Japanese earthquake hits home

Nearly six weeks ago, a 9.0 magnitude earthquake shook the country of Japan to its core and almost 9,000 miles away here in the city of Charleston, Ayaka Hisanaga was left to worry about her family still in Japan.

Hisanaga, a first-year graduate student in clinical psychology, left Yokohama, Japan, in 2006 to begin her education in Eastern, which she finished May of last year.

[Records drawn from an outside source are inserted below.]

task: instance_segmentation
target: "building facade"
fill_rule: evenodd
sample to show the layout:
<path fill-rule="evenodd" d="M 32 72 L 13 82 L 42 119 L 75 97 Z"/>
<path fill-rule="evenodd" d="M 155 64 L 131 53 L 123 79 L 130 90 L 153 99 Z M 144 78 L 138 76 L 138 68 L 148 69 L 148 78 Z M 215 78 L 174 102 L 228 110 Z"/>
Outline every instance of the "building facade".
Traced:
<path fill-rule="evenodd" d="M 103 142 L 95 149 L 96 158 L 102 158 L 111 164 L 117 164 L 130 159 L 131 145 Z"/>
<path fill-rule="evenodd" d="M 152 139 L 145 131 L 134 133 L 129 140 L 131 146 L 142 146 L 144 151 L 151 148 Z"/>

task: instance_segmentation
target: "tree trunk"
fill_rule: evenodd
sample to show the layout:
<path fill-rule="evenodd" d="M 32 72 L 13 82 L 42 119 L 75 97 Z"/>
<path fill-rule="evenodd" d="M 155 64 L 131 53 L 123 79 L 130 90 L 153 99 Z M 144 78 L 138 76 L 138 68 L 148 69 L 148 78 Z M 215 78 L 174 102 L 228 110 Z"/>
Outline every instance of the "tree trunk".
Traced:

“I wanted to improve my English, and I was looking at Midwest schools like Idaho and Eastern was the cheapest I could find,” Hisanaga said.

According to Hisanaga, her hometown, Yokohama, is south of Tokyo and is the second biggest city in Japan.

Hisanaga said a few of her relatives lived close to the Fukashima nuclear plant but were outside of the evacuation zone at the time of the earthquake warning.

“The epicenter was 200 miles north from my hometown and they were still getting aftershocks at least three times a day,” Hisanaga said. “There is a great of anxiety, but aftershocks are still noticeable.”

Hisanaga said she was not able to get in contact with her mom or sister until 16 hours after the earthquake because of the down phone lines.

“Amazingly, the Internet was connected way before telephones so my mom was able to call me on Skype,” she said.

Hisanaga also said the early depletion of local food in her hometown was an issue for her family members

Japanese people do not shop for food like Americans do instead of shopping for a week or a month in Japan they shop for one day, she said.

“By the time my mother and sister got off work in the evening, there wasn’t much food (available) except for rice for about two weeks,” Hisanaga said.

Hisanaga said she stopped watching American television stations because of their under-reporting of the destruction of Japanese cities, Hisanaga said.

“From what I hear from my family, my friends and Japanese news stations, it’s worse that what (American television) make it seem here,” she said. “It was upsetting to find all of those bad situations that I didn’t even know about.”

Even the survivors were dying in the shelters, she said.

The stress of the earthquake and her mounting schoolwork caused her to become depressed, she said.

“I wasn’t functioning at all for like two weeks,” Hisanaga said. “I would say I’m experiencing the trauma with my peers back (in Japan) even though I’m here.”

Hisanaga said she has seen an Eastern counselor to help discuss her depression.

Her Eastern friends could not understand why was still upset when her family and friends were OK, Hisanaga said.

“I can’t feel happy just because my family is safe,” she said.

In theory East Asian culture has a group-centered ideology, Hisanaga said.

“There is a lot of togetherness and there are definitely not individualistic views,” she said.

Hisanaga said because there are some people that could not fit in shelters and people from (northern Japan) are accepting people from the south to live with them.

“Luckily, I am in clinical psychology so (my professors) are very understanding of my situation,” Hisanaga said.

It will probably take Japan five to six years to recover, she said.

Hisanaga has collaborated with multiple businesses and groups in the Charleston and Mattoon areas as well as the American Red Cross to raise money for the survivors of the earthquake.

“The help I have been getting is great, all the people in my department have been helpful and understanding throughout all of it,” Hisanaga said.